Eski MİT Müsteşar Yardımcısı Cevat Öneş anlattı: Yeni İmralı sürecinde Barzani’nin rolü ne?

Eski MİT Müsteşar Yardımcısı Cevat Öneş anlattı: Yeni İmralı sürecinde Barzani’nin rolü ne?
DEM Parti İmralı heyeti ve Öcalan’ın avukatları önceki gün Mesud Barzani ile dün ise Neçirvan Barzani ile görüştü.
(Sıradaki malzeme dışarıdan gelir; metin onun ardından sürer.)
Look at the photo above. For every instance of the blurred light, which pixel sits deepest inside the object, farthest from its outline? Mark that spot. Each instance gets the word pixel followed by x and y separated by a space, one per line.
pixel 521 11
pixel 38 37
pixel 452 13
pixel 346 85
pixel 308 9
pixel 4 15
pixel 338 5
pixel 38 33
Öcalan’dan 3 mektup gittiği açıklandı. İmralı sürecindeki gelişmeleri eski MİT Müsteşar Yardımcısı Cevat Öneş, Gazete Pencere’ye anlattı.

Gazete Pencere- Caner Taşpınar

Halkların Eşitlik ve Demokrasi Partisi (DEM Parti) İmralı Heyeti, PKK lideri Abdullah Öcalan ile gerçekleştirdikleri görüşmeler sonrası başlattıkları temaslar kapsamında 16 Şubat 2025’te Kürdistan Demokrat Partisi (KDP) Başkanı Mesud Barzani ile Erbil’de bir araya geldi.

Barzani, tüm tarafların sürecin başarıya ulaşması için çaba göstermesi gerektiğini belirterek, Türkiye’de barış sürecine destek vermeye ve sürecin ilerlemesine katkıda bulunmaya hazır olduğunu söyledi.

Heyette İmralı Heyeti üyeleri Pervin Buldan ve Sırrı Süreyya Önder, Demokratik Bölgeler Partisi (DBP) Eş Genel Başkanı Keskin Bayındır, Asrın Hukuk Bürosu’ndan Özgür Erol ve İbrahim Bilmez, DEM Parti Dış İlişkiler Komisyonu Eşsözcüsü Berdan Öztürk, DEM Parti Van Milletvekili Gülcan Kaçmaz Sayyiğit ve Diyarbakır Milletvekili Mehmet Kamaç yer aldı.

Heyet, bir gün sonra, 17 Şubat 2025’te ise bu kez Irak Kürdistan Bölgesel Yönetimi (IKBY) Başkanı Neçirvan Barzani ile görüştü. Barzani görüşme sonrasında “PKK’nin bu sürece stratejik bir bakış açısıyla yaklaşması ve bu tarihi fırsatı kaçırmaması gerektiğini umut ediyorum” mesajını verdi.

İmralı Heyeti’nin iki kritik görüşmesinden sonra DEM Parti Sözcüsü Ayşegül Doğan, “Öcalan’ın mektubu hem Kandil’e hem Avrupa’ya hem de Kuzey ve Doğu Suriye’ye, ilgili yetkililere ulaştı” açıklamasını yaptı.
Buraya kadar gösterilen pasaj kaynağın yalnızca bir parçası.